Le directeur de Valeurs actuelles (VA), Erik Monjalous, et un journaliste de l'hebdomadaire, Laurent Jullien, ont été condamnés jeudi en appel à Paris à une amende de 1000 euros avec sursis pour injure publique à caractère raciste envers la députée LFI Danièle Obono.

Ils sont également condamnés par la cour d'appel à verser 5000 euros de dommages et intérêts à Danièle Obono ainsi qu'un euro symbolique pour les associations s'étant constituées parties civiles auprès de la députée.

Des peines inférieures à celles de la première instance

"En condamnant la rédaction de Valeurs Actuelles pour son infâme article 'Obono l'Africaine' qui avait choqué la France entière l'année dernière, la cour d'appel de Paris met un coup d'arrêt à la diffusion des discours racistes et xénophobes tenus par la droite extrême et l'extrême droite", a réagi Danièle Obono dans un communiqué.

"Cette nouvelle décision (...) est une validation et un encouragement à continuer le combat contre le racisme sous toutes ses formes et expressions", a-t-elle ajouté.

Ces peines sont néanmoins inférieures à celles prononcées en première instance: en octobre 2021, Erik Monjalous et Laurent Jullien avaient été condamnés à une amende de 1500 euros chacun et à verser 5000 euros de dommages et intérêts à Danièle Obono, de même que le directeur de la rédaction de Valeurs Actuelles, Geoffroy Lejeune.

Jeudi, Geoffroy Lejeune a été relaxé de toutes les poursuites à son encontre.

En août 2020, le magazine avait publié un récit de sept pages intitulé "Obono l'Africaine", où il racontait comment l'élue de Paris née au Gabon, dépeinte en esclave, expérimentait "la responsabilité des Africains dans les horreurs de l'esclavage" au XVIIIe siècle. L'article, accompagné de dessins représentant la députée collier en fer au cou, avait été condamné unanimement par toute la classe politique, le président Emmanuel Macron en tête.

"Je ressens toujours l'injustice qui m'a été faite et l'humiliation"

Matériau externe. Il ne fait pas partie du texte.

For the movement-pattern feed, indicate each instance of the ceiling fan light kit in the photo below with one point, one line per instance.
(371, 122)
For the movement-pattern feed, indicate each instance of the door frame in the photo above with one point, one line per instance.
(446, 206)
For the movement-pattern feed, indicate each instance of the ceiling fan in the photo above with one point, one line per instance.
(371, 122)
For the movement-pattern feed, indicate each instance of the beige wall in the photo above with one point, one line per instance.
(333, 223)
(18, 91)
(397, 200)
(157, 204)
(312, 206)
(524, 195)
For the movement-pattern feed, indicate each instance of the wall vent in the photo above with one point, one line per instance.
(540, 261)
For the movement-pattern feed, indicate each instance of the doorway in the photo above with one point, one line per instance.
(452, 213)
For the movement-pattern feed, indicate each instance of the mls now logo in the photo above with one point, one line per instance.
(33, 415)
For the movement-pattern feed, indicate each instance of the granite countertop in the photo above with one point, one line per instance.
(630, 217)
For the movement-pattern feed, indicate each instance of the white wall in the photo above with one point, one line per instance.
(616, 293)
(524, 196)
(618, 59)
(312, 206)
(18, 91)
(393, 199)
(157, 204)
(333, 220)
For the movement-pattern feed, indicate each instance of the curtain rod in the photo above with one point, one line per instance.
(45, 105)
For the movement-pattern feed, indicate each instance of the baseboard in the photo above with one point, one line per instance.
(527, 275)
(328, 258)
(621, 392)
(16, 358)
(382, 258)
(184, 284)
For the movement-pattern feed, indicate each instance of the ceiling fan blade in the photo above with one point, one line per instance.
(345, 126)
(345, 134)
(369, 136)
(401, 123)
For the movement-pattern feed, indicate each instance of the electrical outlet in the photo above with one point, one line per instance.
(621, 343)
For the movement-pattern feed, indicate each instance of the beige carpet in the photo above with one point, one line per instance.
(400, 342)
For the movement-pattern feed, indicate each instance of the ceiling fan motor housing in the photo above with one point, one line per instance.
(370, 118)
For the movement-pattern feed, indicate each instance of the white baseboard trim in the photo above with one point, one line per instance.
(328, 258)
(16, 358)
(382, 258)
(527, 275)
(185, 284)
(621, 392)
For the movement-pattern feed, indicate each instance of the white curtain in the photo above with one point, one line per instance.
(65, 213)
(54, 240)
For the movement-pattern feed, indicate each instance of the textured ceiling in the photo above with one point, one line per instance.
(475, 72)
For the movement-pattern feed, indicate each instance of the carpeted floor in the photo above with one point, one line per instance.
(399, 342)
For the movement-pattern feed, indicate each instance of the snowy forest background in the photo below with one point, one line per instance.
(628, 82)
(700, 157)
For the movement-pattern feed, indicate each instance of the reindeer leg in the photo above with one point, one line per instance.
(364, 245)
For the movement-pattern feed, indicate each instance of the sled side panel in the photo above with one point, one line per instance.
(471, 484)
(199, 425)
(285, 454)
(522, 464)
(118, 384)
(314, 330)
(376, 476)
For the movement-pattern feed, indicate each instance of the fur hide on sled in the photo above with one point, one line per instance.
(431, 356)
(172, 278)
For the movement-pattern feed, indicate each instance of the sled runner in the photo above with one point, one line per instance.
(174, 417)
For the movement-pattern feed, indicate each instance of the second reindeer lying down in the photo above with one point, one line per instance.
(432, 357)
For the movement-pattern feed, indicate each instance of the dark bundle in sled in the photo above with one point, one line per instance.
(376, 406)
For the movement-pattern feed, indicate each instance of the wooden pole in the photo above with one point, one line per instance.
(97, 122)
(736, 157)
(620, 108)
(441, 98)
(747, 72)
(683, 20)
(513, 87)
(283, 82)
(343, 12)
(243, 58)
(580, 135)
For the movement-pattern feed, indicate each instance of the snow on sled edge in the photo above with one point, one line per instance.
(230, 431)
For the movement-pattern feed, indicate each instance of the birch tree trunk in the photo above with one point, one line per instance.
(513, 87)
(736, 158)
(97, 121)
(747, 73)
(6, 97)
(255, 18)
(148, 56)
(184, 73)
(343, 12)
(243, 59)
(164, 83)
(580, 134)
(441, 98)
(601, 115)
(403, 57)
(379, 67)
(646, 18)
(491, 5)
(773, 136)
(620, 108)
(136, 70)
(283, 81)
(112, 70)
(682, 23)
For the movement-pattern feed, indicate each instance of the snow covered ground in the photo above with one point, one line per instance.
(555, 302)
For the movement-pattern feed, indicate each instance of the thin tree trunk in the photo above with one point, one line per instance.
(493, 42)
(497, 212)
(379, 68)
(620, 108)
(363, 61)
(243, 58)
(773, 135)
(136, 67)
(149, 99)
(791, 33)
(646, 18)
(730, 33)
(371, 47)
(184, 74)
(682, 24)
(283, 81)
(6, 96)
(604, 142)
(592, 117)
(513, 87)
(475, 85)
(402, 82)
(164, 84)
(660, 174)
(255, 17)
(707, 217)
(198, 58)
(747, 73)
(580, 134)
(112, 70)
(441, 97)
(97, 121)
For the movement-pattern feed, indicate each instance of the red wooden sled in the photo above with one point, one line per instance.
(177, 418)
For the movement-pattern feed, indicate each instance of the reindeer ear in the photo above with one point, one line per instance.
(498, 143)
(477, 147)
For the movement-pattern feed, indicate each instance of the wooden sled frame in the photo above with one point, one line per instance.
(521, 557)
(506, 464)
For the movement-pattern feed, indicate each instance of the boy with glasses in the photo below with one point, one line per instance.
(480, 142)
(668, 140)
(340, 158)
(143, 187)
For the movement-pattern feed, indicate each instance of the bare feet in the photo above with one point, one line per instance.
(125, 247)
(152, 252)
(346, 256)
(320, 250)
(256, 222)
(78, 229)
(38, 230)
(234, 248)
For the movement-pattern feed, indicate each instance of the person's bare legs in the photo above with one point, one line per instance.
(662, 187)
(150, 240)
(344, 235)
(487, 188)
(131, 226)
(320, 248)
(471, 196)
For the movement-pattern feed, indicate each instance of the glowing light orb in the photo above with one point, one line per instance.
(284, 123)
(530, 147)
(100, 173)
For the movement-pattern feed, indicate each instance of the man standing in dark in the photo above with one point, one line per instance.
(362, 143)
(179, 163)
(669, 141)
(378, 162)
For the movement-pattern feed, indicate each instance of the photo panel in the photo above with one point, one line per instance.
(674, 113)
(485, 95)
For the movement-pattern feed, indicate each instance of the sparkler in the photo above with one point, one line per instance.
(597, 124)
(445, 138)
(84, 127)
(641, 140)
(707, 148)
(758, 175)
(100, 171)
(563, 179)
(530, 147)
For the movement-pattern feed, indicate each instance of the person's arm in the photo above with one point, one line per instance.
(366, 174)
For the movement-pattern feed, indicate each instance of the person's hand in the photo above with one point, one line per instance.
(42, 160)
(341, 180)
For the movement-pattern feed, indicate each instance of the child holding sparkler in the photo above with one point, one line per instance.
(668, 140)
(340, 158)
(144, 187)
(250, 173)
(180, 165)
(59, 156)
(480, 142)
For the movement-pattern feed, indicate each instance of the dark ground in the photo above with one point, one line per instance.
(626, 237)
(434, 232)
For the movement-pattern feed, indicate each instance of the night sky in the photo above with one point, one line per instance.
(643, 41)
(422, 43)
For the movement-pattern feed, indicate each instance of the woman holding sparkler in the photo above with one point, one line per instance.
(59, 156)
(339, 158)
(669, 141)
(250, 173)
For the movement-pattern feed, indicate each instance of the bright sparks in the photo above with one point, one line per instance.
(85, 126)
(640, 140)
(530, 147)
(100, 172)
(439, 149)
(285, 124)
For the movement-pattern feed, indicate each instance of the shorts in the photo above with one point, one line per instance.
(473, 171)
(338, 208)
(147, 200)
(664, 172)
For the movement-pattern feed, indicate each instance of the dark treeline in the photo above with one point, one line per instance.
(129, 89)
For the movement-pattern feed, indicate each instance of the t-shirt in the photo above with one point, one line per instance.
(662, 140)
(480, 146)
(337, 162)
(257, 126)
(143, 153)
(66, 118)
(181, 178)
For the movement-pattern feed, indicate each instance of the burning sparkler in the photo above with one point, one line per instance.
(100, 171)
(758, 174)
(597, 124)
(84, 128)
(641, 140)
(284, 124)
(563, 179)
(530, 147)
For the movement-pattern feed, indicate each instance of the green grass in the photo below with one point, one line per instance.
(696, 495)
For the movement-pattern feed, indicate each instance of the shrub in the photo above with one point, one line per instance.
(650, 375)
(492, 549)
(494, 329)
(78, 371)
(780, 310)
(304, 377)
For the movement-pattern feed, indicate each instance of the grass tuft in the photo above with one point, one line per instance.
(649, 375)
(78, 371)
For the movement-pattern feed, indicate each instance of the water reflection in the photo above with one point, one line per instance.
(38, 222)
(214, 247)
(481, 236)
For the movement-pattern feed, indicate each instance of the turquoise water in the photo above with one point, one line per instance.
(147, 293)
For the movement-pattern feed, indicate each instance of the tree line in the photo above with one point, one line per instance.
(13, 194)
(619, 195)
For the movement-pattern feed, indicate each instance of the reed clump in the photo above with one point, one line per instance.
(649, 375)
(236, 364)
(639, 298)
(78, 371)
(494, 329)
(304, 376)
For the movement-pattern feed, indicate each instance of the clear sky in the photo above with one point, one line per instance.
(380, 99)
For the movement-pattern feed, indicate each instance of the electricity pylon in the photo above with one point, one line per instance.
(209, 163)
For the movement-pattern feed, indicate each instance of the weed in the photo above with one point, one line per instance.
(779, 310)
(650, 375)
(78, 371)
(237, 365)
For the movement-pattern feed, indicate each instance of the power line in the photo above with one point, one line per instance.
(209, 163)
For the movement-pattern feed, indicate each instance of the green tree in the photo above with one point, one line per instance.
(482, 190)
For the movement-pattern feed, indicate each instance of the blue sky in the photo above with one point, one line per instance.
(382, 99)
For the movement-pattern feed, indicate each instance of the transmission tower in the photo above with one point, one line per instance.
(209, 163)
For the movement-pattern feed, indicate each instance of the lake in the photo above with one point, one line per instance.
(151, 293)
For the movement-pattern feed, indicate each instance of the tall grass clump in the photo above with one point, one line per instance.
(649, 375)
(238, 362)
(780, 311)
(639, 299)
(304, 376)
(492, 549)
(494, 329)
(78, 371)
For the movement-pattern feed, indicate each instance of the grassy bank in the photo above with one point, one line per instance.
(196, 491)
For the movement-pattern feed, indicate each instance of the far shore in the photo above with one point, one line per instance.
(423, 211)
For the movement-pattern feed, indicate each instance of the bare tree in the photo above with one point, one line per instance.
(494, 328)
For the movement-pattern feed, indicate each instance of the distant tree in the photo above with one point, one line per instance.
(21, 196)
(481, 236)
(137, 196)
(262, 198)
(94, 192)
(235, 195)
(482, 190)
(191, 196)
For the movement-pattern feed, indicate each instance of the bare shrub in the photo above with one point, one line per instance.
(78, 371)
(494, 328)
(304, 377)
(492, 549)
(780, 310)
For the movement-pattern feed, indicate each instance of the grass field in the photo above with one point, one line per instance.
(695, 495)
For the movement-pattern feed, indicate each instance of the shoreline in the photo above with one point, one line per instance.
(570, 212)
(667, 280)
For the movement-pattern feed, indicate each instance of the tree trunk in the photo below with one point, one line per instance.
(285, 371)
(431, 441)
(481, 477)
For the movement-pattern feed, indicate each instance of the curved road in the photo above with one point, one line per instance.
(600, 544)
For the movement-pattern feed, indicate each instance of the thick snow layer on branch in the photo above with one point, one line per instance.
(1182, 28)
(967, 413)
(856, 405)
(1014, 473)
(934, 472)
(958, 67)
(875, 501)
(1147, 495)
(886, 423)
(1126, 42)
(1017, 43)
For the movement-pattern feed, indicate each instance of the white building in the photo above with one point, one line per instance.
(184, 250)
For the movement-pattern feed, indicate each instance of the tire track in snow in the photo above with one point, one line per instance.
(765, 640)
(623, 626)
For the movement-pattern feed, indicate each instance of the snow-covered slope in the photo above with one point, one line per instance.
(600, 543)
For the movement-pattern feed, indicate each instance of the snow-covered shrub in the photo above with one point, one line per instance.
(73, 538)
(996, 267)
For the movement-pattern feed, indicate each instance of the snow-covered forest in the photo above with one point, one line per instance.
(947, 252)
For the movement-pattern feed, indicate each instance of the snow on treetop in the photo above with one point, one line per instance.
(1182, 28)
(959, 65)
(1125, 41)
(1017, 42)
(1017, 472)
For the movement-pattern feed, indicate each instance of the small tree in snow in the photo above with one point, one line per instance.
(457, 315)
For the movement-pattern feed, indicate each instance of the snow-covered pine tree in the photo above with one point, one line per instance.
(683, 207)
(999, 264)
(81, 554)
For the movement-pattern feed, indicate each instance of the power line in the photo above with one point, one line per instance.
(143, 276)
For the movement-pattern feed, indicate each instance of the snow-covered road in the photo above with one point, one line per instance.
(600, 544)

À la barre de la cour d'appel, l'élue était venue dire qu'elle ressentait "toujours un certain inconfort" depuis cette affaire. "Les références des images, les justifications qui sont faites autour, je ressens toujours l'injustice qui m'a été faite et l'humiliation que cela a été", avait-t-elle déclaré.

L'auteur de l'article, Laurent Jullien, avait quant à lui expliqué que "le principe de cet épisode était de démontrer ce qu'était cet esclavage dans la réalité".

Partie civile aux côtés de la députée LFI, la Ligue des Droits de l'Homme (LDH) s'est "réjouie" de la nouvelle décision de justice, en écrivant: "la prétendue fiction ne permet pas de représenter une députée de la République, parce que noire, comme esclave, dans une situation indigne".

Dans son réquisitoire, l'avocat général Michel Lernoux avait rappelé que "c'est essentiellement en raison de son origine" que Danièle Obono avait été choisie. Il avait requis 10.000 euros d'amende contre Laurent Jullien, Geoffroy Lejeune et Erik Monjalous.